Campaigners have stepped up their battle to stop Aberdeen's new £120m bypass passing near a special needs community of adults and children.
The Camphill community focuses on all aspects of development
The Camphill Village Trust's Newton Dee community at Milltimber has been home to residents with learning difficulties for decades.
They want the western peripheral route to bypass them as well as the city.
Aberdeen City Council said it would be November before it recommends the bypass route to the Scottish Executive.
The Camphill organisation was founded in Aberdeen almost 70 years ago and has grown into an international movement dedicated to helping adults and children with special needs.
There are more than 90 Camphill communities in 21 countries, including 47 in the UK and Ireland.
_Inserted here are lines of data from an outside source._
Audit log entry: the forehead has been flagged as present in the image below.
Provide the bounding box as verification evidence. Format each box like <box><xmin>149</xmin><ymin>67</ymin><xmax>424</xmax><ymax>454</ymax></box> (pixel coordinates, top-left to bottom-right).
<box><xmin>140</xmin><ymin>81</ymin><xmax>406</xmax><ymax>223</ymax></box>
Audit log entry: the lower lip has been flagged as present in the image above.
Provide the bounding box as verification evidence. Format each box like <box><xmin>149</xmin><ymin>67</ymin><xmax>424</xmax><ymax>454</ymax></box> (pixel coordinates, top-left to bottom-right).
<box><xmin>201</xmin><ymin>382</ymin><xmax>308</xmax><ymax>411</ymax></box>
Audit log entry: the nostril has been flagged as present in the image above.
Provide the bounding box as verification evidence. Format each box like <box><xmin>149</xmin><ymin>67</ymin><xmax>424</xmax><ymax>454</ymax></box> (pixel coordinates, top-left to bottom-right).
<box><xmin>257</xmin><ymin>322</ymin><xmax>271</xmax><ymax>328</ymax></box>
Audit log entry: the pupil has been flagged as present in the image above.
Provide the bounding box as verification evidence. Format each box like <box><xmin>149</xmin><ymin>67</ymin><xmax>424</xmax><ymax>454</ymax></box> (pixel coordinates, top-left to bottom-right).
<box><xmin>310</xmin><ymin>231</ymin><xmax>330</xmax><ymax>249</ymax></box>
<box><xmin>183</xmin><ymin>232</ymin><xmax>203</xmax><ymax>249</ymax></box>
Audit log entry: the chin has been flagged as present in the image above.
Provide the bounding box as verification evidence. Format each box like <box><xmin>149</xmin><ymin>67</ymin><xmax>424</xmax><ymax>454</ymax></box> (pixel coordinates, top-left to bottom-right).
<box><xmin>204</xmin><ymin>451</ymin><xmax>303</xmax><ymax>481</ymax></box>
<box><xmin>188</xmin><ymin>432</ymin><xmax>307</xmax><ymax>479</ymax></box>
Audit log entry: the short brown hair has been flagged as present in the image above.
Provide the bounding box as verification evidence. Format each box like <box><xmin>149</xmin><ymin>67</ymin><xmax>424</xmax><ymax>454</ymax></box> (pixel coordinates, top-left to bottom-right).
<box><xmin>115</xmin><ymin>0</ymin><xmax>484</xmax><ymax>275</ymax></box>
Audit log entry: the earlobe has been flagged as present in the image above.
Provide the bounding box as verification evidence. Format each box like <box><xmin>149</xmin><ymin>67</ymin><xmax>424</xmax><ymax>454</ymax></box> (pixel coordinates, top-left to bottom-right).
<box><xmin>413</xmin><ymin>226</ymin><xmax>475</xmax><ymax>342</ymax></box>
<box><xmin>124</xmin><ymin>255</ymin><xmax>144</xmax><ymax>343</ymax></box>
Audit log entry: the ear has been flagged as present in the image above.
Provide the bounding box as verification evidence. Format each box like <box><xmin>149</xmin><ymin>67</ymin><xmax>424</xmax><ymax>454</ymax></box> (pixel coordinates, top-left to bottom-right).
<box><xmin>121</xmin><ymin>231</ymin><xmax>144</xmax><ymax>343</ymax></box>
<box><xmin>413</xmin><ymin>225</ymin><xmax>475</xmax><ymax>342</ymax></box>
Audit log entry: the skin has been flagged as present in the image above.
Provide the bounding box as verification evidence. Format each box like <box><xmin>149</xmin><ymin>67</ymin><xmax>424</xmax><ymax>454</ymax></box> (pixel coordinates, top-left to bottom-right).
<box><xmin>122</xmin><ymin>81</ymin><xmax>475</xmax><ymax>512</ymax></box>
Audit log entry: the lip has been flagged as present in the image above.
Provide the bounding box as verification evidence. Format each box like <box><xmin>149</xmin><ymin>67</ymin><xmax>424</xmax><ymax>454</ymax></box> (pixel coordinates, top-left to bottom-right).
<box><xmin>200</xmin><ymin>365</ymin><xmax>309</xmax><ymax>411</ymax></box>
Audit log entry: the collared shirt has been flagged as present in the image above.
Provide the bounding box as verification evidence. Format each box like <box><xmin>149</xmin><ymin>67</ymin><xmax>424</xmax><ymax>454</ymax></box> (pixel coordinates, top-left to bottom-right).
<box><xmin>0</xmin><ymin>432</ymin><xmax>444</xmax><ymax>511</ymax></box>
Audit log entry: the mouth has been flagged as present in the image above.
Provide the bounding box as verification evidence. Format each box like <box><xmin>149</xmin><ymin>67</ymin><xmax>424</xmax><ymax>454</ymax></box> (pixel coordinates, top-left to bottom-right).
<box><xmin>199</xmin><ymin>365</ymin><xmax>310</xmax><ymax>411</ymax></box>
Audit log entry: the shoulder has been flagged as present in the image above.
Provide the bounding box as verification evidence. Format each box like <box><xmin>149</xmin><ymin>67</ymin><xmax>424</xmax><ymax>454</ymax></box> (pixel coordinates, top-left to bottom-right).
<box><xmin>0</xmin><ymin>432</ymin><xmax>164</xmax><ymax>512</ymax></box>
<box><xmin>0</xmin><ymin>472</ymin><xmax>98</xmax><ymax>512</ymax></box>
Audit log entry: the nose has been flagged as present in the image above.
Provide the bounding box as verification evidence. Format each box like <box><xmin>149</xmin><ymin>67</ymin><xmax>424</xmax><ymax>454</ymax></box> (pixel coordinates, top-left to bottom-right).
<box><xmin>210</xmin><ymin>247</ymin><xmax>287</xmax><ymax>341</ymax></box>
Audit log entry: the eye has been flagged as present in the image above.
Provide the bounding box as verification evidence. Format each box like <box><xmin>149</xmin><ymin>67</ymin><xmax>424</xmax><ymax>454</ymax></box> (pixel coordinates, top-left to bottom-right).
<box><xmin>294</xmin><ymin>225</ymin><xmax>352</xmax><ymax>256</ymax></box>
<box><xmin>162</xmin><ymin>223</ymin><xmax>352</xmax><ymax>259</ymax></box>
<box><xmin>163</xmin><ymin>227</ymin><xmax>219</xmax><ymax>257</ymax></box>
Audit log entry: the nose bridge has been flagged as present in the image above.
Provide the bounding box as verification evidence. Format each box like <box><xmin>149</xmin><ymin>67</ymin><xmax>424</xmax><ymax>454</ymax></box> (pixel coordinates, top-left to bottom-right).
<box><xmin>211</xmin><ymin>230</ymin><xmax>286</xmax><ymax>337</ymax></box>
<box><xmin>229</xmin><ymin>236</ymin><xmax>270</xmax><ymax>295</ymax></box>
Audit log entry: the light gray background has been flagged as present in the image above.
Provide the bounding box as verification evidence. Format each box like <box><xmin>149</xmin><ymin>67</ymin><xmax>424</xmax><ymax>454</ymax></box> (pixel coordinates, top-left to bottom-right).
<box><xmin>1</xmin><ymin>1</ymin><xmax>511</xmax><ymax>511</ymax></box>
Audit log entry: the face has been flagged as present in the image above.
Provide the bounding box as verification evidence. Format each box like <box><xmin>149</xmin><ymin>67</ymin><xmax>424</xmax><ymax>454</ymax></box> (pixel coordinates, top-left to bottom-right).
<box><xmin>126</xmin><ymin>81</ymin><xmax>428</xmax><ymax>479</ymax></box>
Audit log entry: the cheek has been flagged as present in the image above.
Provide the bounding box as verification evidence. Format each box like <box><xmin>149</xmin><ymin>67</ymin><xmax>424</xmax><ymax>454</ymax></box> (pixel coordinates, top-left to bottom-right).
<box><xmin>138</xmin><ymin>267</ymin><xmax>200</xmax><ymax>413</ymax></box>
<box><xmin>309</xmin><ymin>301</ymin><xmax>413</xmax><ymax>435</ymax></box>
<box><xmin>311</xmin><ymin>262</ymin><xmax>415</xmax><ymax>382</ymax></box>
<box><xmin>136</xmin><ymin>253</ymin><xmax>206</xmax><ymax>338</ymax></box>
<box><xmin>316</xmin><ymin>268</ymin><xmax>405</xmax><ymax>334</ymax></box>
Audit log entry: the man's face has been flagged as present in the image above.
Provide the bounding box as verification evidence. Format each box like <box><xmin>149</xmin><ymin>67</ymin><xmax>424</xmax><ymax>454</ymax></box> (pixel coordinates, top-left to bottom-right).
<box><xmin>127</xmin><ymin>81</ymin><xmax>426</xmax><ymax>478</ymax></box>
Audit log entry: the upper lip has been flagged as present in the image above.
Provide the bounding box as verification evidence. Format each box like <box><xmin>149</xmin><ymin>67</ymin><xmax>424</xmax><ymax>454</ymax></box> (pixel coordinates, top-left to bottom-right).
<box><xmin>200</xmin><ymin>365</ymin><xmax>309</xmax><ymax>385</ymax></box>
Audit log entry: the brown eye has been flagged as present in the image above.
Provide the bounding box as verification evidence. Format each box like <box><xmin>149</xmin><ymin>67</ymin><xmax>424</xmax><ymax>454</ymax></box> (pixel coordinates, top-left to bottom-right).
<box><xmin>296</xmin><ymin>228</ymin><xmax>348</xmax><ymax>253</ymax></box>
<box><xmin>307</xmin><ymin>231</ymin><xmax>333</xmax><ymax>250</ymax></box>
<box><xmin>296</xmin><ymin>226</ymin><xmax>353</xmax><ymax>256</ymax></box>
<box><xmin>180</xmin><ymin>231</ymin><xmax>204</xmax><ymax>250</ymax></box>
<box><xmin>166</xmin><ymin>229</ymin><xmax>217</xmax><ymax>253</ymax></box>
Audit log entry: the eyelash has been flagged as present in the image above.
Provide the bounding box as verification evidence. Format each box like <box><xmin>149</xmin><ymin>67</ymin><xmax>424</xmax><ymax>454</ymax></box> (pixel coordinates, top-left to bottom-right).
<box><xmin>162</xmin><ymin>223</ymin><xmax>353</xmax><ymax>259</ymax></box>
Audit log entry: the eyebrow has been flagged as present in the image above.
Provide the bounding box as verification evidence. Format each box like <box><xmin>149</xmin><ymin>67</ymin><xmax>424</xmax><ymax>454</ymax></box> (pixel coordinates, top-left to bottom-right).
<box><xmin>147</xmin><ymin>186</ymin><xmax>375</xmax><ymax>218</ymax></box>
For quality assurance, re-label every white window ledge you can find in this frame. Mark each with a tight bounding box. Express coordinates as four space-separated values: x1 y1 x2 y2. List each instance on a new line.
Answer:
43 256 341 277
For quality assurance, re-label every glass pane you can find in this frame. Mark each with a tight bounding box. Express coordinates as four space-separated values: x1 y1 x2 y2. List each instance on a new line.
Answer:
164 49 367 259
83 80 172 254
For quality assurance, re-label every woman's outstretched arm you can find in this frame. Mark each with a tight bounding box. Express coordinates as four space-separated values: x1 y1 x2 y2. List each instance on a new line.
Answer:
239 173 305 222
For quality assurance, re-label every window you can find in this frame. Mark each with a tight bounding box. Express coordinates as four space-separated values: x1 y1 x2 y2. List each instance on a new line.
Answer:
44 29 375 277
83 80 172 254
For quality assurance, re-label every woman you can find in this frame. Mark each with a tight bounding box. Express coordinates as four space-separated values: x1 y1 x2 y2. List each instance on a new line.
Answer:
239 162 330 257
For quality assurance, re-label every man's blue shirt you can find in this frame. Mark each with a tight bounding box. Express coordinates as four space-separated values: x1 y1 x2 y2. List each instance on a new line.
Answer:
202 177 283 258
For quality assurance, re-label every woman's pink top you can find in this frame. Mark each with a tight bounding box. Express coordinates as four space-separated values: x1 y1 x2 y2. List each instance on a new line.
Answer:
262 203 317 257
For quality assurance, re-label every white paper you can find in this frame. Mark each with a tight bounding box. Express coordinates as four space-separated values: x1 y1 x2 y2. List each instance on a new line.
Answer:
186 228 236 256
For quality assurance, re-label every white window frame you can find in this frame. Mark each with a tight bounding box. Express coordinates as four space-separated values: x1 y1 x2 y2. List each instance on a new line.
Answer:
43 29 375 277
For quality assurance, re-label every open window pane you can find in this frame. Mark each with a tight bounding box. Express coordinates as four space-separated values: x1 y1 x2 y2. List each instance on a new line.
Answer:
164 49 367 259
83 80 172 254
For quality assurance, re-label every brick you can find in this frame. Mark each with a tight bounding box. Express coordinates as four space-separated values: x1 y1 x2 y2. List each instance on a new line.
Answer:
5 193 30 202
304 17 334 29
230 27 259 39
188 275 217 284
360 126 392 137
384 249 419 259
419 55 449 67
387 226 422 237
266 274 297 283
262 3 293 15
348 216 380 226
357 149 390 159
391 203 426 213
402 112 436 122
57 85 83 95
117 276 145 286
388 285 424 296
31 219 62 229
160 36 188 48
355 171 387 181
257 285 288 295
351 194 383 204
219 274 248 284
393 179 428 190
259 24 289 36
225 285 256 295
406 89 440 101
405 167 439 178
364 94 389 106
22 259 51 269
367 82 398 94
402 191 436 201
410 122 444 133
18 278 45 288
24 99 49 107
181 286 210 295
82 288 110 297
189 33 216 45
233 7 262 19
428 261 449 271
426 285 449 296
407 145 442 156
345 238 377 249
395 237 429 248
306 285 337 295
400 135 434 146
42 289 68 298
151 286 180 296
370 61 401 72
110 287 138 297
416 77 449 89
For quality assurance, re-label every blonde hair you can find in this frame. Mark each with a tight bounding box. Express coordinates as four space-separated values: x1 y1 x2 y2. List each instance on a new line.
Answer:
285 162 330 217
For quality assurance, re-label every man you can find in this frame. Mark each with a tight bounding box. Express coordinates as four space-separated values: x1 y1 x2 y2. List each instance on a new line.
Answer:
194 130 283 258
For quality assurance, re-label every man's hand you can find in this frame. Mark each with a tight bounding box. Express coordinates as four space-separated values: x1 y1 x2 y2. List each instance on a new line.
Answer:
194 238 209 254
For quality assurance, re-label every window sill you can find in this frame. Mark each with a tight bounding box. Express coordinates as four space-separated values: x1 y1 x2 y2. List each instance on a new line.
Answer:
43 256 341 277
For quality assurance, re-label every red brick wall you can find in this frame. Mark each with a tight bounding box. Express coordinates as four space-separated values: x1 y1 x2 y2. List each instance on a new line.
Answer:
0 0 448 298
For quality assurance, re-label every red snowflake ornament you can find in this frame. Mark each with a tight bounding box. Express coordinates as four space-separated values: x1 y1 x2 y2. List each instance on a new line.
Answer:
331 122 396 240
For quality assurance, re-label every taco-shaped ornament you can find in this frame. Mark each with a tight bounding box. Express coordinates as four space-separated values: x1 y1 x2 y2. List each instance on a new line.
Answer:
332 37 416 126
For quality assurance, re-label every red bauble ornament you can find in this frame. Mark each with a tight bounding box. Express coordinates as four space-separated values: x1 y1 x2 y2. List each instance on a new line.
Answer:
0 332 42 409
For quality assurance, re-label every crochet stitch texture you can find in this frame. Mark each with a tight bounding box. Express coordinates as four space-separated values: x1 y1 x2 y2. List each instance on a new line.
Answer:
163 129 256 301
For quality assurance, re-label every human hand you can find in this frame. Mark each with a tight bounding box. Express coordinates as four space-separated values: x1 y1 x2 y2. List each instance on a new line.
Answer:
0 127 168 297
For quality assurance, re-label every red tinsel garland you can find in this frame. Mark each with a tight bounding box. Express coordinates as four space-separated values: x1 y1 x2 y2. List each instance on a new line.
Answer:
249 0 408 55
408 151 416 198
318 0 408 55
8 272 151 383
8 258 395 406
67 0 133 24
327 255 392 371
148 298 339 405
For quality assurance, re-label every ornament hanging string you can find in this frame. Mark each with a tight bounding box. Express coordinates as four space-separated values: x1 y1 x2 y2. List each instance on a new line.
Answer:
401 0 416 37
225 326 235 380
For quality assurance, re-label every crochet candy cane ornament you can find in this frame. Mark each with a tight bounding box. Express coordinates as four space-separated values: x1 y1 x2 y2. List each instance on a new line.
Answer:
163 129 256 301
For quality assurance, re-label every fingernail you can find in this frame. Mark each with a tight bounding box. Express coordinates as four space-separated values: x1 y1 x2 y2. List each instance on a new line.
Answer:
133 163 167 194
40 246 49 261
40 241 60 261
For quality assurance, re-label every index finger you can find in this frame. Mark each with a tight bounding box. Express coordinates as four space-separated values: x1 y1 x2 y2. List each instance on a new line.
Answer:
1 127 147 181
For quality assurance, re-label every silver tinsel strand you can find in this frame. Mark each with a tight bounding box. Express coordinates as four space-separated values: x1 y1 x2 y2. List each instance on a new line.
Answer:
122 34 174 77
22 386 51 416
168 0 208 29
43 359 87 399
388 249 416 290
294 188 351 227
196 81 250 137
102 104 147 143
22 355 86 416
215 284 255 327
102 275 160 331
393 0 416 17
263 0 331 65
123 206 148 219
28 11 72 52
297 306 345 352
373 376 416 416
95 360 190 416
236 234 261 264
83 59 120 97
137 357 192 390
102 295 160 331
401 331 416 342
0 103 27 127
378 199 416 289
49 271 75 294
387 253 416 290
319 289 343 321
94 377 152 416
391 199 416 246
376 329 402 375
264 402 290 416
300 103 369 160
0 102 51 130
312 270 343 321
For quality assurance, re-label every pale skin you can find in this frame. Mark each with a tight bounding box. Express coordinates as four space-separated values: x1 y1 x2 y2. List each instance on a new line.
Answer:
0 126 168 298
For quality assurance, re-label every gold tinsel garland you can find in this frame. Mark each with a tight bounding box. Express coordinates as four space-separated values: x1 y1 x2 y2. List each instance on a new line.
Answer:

Dr Stefan Geider, of the Save Camphill campaign, told BBC Radio's Good Morning Scotland programme: "We have very many children and adults who have autism, other very complex learning disabilities, epilepsy and other compounding illnesses.
"I am very concerned about the noise, the stress levels, the safety levels, the attraction traffic can impose on the children and the adults.
"The whole atmosphere of what we have built up here over so many years may actually be impossible for us to carry on."
Phyllis Jack, a long-term resident at Newton Dee, said: "This road if it comes, it would spoil the environment and take all our pleasure away from here.
"We don't know where we would go or anything like that, so I don't want it to come."
Campaigners also fear constant traffic noise could disrupt work done at the Camphill Rudolph Steiner school with children suffering from severe behavioural problems.
House co-ordinator Gorete Silva-Mendes said: "I think the behaviour would become aggressive behaviour, challenging behaviour, self-mutilation."
She added: "I think the safety that we've got at the moment around us, that would be taken away."
Lorraine Kelly has given her support to the campaign
But Geoff Runcie, the chief executive of Aberdeen and Grampian Chamber of Commerce, said a city bypass was badly needed.
Mr Runcie said: "It's important that we have an excellent trunk road running all the way from the central belt, when you come into Aberdeen you're onto essentially B and C roads in some cases and significant levels of congestion."
But opposition is growing to the route near Camphill, with celebrity backing for the campaign coming from television personalities Lorraine Kelly and Jeremy Paxman.
Dr Geider said he found it amazing that the transport minister, local MP Nicol Stephen, will be presented with more of an assessment of the roads impact on local wildlife than on local people.